An OU academic has been awarded over £330,000 to research symmetries in mathematics.
One of the benefits of studying symmetries in mathematics is so that mathematical quasicrystals can be classified. Quasicrystals are crystalline structures which do not have the translational symmetry of a normal crystal. Mathematicians and physicists had created many abstract models of quasicrystals in the 70s, but it was not till a decade later that they were observed to form naturally in metallic alloys.
Since then, classifying mathematical quasicrystals has interested researchers, in a desire to understand which of these models can be observed in nature and also in a quest to find new materials with novel physical properties, which can be used to innovate and create new products, such as surgical instruments.
Dr Reem Yassawi, Lecturer in Applied Mathematics in the Faculty of Science, Technology, Engineering and Mathematics is leading the project Computing algebraic invariants of substitutional dynamical systems which was funded by the Engineering and Physical Sciences Research Council.
Dr Yassawi is Principal Investigator for the project which will run from 1 June 2021 to 30 May 2024 and she will work closely with Professor Johannes Kellendonk at the Université Claude Bernard Lyon 1.
Dr Yassawi said: “Mathematicians study symmetry using abstract algebraic structures such as symmetry groups.
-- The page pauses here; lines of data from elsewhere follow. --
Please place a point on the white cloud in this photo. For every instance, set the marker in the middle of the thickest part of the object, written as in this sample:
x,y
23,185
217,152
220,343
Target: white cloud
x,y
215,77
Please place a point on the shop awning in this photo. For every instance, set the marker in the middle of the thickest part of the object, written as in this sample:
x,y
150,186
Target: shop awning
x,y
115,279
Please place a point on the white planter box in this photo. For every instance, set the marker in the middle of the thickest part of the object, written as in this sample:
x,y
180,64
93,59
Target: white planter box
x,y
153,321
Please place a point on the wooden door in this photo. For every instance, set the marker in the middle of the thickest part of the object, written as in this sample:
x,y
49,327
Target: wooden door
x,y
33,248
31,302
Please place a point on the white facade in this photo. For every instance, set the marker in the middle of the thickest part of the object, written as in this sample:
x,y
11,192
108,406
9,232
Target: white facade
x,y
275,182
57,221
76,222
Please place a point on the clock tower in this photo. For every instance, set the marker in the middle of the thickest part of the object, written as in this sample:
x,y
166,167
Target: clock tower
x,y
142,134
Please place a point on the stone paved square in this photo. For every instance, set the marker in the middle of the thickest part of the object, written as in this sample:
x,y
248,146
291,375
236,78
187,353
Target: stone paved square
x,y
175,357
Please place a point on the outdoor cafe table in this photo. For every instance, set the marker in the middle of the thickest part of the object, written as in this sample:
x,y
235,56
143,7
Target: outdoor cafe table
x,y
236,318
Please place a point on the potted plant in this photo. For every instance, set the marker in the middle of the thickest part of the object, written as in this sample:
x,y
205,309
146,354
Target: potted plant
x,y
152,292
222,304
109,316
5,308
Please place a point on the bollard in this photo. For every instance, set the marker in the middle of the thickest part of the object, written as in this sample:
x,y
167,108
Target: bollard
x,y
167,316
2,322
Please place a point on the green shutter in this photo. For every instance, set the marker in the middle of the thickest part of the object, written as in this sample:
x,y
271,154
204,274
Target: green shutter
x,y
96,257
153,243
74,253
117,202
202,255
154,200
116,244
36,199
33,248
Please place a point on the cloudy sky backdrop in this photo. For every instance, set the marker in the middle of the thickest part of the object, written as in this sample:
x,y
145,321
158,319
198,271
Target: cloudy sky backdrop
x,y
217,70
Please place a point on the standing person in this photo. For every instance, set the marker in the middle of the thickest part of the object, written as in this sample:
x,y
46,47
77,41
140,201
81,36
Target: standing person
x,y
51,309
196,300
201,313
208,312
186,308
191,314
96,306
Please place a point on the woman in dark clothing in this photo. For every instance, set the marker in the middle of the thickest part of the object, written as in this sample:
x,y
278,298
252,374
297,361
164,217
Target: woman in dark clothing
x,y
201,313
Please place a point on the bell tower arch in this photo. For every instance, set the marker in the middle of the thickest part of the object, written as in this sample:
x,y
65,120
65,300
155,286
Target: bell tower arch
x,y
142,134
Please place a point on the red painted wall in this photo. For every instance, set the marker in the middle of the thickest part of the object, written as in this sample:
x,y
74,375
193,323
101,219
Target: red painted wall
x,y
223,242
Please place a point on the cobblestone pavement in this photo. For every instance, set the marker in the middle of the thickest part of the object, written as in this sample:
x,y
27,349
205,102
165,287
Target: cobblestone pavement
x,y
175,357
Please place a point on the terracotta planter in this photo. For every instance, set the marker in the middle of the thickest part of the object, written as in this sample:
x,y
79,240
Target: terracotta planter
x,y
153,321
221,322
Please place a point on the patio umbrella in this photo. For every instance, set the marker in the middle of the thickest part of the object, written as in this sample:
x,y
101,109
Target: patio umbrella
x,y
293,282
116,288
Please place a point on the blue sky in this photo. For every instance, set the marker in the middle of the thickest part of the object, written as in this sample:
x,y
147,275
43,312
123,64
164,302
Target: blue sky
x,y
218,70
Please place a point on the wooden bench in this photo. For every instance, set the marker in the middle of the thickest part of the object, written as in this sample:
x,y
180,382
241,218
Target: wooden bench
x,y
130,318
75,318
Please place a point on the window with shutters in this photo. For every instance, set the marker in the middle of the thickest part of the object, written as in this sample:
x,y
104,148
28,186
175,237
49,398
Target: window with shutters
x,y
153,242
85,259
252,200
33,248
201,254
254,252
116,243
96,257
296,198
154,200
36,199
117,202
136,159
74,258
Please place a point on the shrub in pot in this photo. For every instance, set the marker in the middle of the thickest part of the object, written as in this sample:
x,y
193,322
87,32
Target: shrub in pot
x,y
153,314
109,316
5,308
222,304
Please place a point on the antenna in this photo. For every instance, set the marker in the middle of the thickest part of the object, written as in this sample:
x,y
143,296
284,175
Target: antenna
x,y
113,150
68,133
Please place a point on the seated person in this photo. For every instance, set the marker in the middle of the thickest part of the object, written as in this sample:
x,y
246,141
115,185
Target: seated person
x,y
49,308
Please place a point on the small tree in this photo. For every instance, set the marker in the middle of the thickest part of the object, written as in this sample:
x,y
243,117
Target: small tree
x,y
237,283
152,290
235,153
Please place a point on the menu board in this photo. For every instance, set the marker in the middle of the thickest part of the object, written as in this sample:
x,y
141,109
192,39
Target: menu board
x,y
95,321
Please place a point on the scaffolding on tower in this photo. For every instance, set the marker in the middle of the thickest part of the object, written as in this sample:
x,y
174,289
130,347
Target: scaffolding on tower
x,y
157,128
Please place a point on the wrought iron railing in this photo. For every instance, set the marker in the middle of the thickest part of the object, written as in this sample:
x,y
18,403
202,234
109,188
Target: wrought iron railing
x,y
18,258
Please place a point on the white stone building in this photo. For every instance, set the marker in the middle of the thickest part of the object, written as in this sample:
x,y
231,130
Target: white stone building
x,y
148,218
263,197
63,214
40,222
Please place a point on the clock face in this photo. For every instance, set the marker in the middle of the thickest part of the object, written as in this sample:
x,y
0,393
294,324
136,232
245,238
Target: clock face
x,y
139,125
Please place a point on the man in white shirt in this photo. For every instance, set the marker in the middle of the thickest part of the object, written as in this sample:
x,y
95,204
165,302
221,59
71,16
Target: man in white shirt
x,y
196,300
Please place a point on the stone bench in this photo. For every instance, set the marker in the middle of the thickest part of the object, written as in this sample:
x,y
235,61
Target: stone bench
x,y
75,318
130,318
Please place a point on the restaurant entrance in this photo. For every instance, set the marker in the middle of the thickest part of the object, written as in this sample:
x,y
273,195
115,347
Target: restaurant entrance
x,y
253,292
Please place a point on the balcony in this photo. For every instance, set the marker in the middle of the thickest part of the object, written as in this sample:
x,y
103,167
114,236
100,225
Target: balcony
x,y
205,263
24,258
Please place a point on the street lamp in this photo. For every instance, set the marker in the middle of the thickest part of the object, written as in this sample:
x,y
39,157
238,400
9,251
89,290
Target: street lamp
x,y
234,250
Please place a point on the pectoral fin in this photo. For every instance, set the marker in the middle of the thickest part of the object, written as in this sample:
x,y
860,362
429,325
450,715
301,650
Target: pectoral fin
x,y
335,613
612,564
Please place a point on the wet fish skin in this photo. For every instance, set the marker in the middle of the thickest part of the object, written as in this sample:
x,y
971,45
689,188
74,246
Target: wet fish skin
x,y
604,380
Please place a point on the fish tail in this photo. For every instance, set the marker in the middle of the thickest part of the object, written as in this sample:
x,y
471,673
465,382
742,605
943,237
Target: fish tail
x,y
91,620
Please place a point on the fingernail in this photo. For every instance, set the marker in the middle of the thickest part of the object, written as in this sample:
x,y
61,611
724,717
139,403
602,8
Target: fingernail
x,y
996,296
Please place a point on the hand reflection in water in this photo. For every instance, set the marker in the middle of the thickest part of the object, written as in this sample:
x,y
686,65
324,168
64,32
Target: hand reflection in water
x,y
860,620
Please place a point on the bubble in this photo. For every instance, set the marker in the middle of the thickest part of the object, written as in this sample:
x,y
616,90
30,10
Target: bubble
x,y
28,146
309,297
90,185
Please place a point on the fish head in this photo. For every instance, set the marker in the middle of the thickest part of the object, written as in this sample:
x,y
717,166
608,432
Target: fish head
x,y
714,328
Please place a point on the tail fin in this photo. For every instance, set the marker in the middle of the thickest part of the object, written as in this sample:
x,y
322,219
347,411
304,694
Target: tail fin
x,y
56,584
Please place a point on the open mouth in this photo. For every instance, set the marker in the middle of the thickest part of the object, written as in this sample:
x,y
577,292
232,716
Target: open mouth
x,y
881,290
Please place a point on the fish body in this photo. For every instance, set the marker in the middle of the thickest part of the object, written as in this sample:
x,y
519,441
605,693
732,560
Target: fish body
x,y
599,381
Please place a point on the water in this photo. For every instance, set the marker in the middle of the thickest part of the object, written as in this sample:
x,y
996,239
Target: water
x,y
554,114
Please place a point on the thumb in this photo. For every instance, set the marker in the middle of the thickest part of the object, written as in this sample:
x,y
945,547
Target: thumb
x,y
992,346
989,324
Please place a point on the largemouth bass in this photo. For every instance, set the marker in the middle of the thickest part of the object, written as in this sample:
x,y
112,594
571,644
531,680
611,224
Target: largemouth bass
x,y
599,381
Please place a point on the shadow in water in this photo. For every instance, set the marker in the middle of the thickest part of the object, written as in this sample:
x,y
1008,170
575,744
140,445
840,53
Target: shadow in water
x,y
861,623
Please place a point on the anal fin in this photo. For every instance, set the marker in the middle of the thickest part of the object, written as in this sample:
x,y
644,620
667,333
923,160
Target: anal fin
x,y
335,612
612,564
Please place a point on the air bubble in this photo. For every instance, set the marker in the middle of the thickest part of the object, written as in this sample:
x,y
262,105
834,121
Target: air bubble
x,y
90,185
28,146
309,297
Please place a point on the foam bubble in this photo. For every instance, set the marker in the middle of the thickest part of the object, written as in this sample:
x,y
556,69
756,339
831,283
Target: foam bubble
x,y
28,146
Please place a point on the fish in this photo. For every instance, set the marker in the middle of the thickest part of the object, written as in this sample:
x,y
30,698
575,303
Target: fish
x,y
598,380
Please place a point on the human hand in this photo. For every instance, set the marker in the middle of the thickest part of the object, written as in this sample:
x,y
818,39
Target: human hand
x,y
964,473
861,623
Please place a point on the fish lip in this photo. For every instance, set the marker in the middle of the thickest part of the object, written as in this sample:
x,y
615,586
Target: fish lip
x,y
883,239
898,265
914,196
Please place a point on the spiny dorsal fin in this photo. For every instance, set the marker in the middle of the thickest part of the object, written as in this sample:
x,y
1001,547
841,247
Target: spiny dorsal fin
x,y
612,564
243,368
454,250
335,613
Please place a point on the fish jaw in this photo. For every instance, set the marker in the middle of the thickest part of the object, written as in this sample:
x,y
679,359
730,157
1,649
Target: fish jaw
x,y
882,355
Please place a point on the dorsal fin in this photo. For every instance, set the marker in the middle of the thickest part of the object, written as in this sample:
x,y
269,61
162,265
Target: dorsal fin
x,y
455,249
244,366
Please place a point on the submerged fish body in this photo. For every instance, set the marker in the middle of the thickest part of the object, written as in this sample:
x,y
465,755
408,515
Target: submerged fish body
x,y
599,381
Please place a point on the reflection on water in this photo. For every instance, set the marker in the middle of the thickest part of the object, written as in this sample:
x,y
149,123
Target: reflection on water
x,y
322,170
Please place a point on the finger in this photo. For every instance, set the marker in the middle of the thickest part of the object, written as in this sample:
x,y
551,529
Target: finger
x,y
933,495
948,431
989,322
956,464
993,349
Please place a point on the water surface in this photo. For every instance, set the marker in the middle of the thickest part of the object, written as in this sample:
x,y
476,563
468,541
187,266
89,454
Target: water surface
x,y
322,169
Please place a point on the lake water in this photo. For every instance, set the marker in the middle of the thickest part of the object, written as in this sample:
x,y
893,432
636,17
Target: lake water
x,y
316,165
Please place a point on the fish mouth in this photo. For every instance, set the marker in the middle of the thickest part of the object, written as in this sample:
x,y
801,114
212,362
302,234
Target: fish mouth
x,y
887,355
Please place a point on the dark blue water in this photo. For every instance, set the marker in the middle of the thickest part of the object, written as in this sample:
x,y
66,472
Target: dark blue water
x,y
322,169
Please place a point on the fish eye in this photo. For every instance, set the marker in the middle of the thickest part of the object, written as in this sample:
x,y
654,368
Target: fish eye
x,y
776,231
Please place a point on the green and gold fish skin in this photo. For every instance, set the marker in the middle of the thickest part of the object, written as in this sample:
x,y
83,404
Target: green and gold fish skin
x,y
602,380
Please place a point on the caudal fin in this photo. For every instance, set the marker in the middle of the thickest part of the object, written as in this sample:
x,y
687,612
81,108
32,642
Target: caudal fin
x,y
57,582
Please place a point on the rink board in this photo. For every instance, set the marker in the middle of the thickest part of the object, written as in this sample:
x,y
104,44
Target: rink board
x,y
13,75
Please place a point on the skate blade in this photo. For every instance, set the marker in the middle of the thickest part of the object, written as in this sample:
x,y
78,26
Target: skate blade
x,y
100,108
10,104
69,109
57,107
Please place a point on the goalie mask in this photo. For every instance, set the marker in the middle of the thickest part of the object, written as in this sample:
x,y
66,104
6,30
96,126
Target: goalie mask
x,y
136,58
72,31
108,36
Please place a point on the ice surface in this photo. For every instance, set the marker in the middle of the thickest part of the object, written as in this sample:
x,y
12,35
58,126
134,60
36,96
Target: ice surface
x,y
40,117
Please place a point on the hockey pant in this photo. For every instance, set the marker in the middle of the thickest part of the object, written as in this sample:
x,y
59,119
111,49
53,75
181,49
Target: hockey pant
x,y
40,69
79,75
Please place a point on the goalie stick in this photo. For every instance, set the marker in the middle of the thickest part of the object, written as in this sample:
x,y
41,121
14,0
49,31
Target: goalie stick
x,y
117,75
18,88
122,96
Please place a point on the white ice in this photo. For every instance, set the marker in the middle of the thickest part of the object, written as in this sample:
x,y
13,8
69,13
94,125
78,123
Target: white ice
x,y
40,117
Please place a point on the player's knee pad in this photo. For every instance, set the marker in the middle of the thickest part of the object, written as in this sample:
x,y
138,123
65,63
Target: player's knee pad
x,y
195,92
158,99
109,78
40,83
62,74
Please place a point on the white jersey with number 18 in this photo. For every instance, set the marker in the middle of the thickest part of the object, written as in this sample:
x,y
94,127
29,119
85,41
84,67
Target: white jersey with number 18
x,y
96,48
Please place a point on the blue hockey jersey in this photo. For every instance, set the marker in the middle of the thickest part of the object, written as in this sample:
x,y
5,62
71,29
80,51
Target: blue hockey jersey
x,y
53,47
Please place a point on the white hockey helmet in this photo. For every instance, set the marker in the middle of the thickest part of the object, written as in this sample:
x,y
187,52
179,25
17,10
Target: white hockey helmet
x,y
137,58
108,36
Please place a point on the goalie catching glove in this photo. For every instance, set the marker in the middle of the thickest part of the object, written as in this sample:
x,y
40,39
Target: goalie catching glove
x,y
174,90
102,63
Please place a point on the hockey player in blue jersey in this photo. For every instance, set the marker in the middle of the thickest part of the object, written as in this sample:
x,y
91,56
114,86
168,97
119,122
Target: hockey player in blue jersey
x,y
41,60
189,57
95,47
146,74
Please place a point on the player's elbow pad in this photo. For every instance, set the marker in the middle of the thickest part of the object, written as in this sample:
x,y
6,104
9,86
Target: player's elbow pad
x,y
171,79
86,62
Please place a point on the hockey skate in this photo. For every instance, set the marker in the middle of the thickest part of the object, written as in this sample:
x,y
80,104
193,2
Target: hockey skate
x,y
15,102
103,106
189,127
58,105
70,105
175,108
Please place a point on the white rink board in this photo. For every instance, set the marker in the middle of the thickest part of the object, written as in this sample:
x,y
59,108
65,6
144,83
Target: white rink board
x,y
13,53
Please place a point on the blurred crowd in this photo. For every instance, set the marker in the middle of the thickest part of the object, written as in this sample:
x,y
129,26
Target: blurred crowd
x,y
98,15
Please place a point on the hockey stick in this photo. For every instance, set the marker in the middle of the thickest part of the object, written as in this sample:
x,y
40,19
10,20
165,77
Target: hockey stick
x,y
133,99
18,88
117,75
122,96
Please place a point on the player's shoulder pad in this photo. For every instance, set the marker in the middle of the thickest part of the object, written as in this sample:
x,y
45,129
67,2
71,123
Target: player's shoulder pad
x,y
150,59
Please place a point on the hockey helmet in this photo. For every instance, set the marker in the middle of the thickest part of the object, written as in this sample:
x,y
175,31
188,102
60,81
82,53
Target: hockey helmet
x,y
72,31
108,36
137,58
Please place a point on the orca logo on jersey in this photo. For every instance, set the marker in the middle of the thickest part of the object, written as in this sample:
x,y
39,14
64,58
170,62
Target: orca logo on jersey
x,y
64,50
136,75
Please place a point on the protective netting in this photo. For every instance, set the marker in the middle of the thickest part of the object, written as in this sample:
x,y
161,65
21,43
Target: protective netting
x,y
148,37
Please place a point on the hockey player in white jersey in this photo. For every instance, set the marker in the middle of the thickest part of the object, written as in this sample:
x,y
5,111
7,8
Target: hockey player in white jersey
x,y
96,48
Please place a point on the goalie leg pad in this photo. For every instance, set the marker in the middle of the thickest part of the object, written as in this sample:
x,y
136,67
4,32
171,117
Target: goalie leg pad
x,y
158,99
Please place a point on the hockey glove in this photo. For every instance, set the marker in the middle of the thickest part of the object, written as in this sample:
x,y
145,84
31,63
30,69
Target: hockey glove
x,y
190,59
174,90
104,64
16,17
We can characterize the structural properties of a tiling by associating to it algebraic constructions called invariants. If two tilings are equivalent, their invariants are the same.
So, an understanding of the algebraic invariants of a tiling leads to some answers to the question of which mathematical quasicrystals are the same. In this project, we seek to gain a better understanding of some of these invariants, how symmetries manifest in them, and how to compute them, so that we can make progress in classifying mathematical quasicrystals and focus on creating new quasicrystals.”